One part of the answer comes from the smoke detector principle [35]. If the magnitude of a threat is uncertain, what response threshold will maximize fitness? The answer depends on the cost of the defensive response and the cost of not expressing the response if the danger is actually present. Many responses, especially behavioural responses to physical danger, or inflammatory responses to infections, are relatively inexpensive compared to the catastrophe that could result from an inadequate response. In technical terms, natural selection shapes mechanisms that regulate defences based on the principles of signal detection, the mathematical theory that describes the costs and benefits of responding or not responding in situations of uncertainty [36]. Technical treatments are available elsewhere, but they can be summarized by noting that false alarms and apparently excessive responses are prevalent in the body, just as they are in home smoke detectors. This is a major part of the explanation for why analgesics can often be used safely.

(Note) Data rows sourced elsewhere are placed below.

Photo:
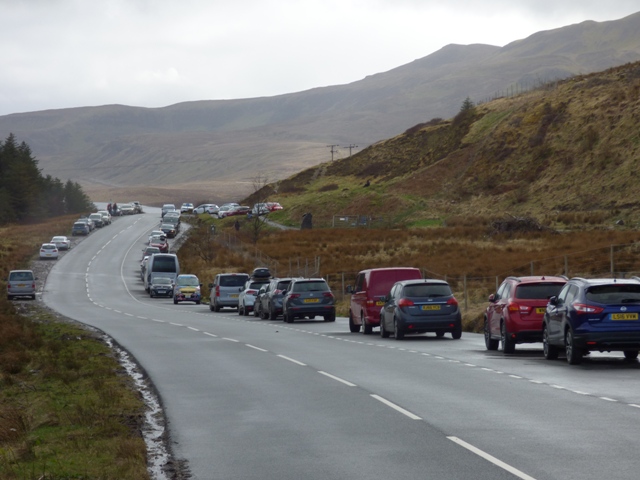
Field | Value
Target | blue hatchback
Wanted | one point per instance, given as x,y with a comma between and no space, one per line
601,314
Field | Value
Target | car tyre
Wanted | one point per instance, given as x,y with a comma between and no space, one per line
490,343
366,329
456,333
383,331
574,354
550,351
398,334
508,345
353,328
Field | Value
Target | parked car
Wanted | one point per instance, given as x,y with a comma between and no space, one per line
187,289
21,283
160,242
308,297
225,290
600,314
97,219
80,228
515,312
126,209
167,207
210,208
48,250
186,208
420,306
247,298
161,287
106,216
265,208
269,299
62,242
169,230
367,295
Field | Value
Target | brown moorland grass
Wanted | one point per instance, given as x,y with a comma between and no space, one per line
470,258
67,410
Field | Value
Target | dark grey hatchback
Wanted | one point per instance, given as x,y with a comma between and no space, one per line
420,306
308,297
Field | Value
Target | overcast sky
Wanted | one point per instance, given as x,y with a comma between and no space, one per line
154,53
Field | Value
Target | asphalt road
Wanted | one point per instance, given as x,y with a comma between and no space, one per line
256,399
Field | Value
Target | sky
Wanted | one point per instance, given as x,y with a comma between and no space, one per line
154,53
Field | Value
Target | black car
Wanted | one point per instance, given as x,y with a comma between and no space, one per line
598,314
308,297
420,306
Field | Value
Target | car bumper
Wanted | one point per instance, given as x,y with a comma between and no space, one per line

However, excessive analgesia causes major problems, nonetheless. For instance, patients with osteoarthritis treated with anti-inflammatory drugs tend to damage their joints and experience faster joint deterioration [37]. More generally, the problems that arise from using drugs that artificially boost pleasure and block pain encourages increased respect for the value of pain [38].
4. Sensitization
The responses of many systems are adjusted as a function of experience. Learning by conditioning is a very general example, but other systems also adapt after experience [39]. Sometimes, as in callous formation after mild skin abrasion, this decreases sensitivity. However, repeated arousal of a defensive system can indicate inadequate protection and a situation in which increased the sensitivity of the system may offer benefits greater than the costs.
The evolutionary question is whether such adjustments are products of an adaptive adjustment, or if they are unfortunate side effects. For epilepsy, the phenomenon of seizures increasing the rate of future seizures (kindling) is a maladaptive by-product [40]. The tendency of depressive episodes to make future episodes more likely has also been seen as pathological [41], however, repeated failures that arouses low mood might well indicate an unrewarding environment in which earlier disengagement of effort is wise [42]. By contrast, increased sensitivity to cues of danger after repeated experiences of pain seems well adapted to provide needed extra protection [43,44].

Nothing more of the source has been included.